[Numpy-discussion] BOF notes: Fernando's proposal: NumPy ndarray with named axes

Thu Jul 8 14:41:50 EDT 2010

On Thu, Jul 8, 2010 at 2:27 PM, Skipper Seabold <jsseabold at gmail.com> wrote:
> On Thu, Jul 8, 2010 at 1:35 PM, Rob Speer <rspeer at mit.edu> wrote:
>> Your labels are unique if you look at them the right way. Here's how I
>> would represent that in a datarray:
>> * axis0 = 'city', ['Austin', 'Boston', ...]
>> * axis1 = 'month', ['January', 'February', ...]
>> * axis2 = 'year', [1980, 1981, ...]
>> * axis3 = 'region', ['Northeast', 'South', ...]
>> * axis4 = 'measurement', ['precipitation', 'temperature']
>>
>> and then I'd make a 5-D datarray labeled with [axis0, axis1, axis2,
>> axis3, axis4].
>>
>
> Yeah, this is what I was thinking I would have to do, but it's still
> not clear to me (I have trouble trying to think in 5 dimensions...).
> For instance, what axis holds my actual numeric data?
>
> axis4, with a "precipitation" tick?

Yep, that's what I was suggesting. Or you could have two different 4-D
matrices, one whose values are precipitation and one whose values are
temperatures.

>> Now I realize not everyone wants to represent their tabular data as a
>> big tensor that they index every which way, and I think this is one
>> thing that pandas is for.
>
> This is kind of where I would like the divide to be between user and
> developer.  On top of all of this, I would like to see a __repr__ or
> something that actually spits out a 2d spreadsheet-looking
> representation.  It would help me stay sane I think.  Fernando's nice
> 3D graphic only can go so far as a mental model (for me at least).

Divisi2 uses a 2D labeled representation as its __str__ -- an example
is at http://csc.media.mit.edu/docs/divisi2/sparse.html

I could port this onto datarray. I was holding off because I was
unsure about how to represent the N-d case, but I realize now that
showing the entries in this kind of 2-D tabular format could actually
be a really intuitive way to do it.

> Mix-ins sounds reasonable to me as long as this could easily be
> accomplished.  Ie., why use csr?  Can you go between others?  Are the
> sparse matrices reasonably stable given recent activity?  Not
> rhetorical questions, I don't use sparse matrices much.

These are good questions.

I ended up using PySparse instead of scipy.sparse, because SciPy 0.7's
sparse matrices weren't ready to support many important operations,
particularly slicing. SciPy 0.8's sparse matrices look much better,
and I may transition to using them once it's released.

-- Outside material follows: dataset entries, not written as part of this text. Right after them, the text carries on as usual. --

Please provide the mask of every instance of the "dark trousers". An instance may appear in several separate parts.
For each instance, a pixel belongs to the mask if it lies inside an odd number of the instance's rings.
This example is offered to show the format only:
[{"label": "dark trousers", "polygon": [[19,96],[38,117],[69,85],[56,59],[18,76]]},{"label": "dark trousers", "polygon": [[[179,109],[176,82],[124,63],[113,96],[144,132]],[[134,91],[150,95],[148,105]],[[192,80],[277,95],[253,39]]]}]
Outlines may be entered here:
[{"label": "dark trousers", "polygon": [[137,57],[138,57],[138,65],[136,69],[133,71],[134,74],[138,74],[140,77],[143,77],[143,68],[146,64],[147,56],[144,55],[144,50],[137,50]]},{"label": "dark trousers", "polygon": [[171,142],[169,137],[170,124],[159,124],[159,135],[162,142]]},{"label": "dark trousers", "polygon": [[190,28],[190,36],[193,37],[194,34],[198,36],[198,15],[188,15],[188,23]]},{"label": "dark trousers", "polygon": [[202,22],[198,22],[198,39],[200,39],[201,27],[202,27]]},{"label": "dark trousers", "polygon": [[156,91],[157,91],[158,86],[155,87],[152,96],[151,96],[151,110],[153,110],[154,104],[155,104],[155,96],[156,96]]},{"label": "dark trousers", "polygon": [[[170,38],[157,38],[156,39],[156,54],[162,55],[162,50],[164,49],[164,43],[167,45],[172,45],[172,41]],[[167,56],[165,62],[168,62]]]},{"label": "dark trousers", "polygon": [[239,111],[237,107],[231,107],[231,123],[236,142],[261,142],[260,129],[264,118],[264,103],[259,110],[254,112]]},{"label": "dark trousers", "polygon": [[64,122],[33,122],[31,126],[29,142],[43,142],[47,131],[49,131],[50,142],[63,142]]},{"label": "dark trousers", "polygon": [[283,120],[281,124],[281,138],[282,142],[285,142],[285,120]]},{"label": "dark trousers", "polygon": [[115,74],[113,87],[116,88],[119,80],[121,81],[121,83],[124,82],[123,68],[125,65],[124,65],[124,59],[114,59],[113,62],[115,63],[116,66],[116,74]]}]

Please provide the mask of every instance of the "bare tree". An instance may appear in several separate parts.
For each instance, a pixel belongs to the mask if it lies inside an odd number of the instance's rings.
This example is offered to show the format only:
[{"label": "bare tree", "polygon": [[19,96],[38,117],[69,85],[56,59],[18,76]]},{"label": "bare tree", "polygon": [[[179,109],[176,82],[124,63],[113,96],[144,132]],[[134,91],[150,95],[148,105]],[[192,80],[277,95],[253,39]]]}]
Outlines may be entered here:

When planning future features of NumPy, of course, we should assume
SciPy's sparse matrices do what we want (and possibly fix them if they
don't).

csr_matrix was just an example. I think there would have to be
separate classes for labeled csr_matrices, labeled lil_matrices, and
so on, supporting all the usual methods for converting between them.
-- Rob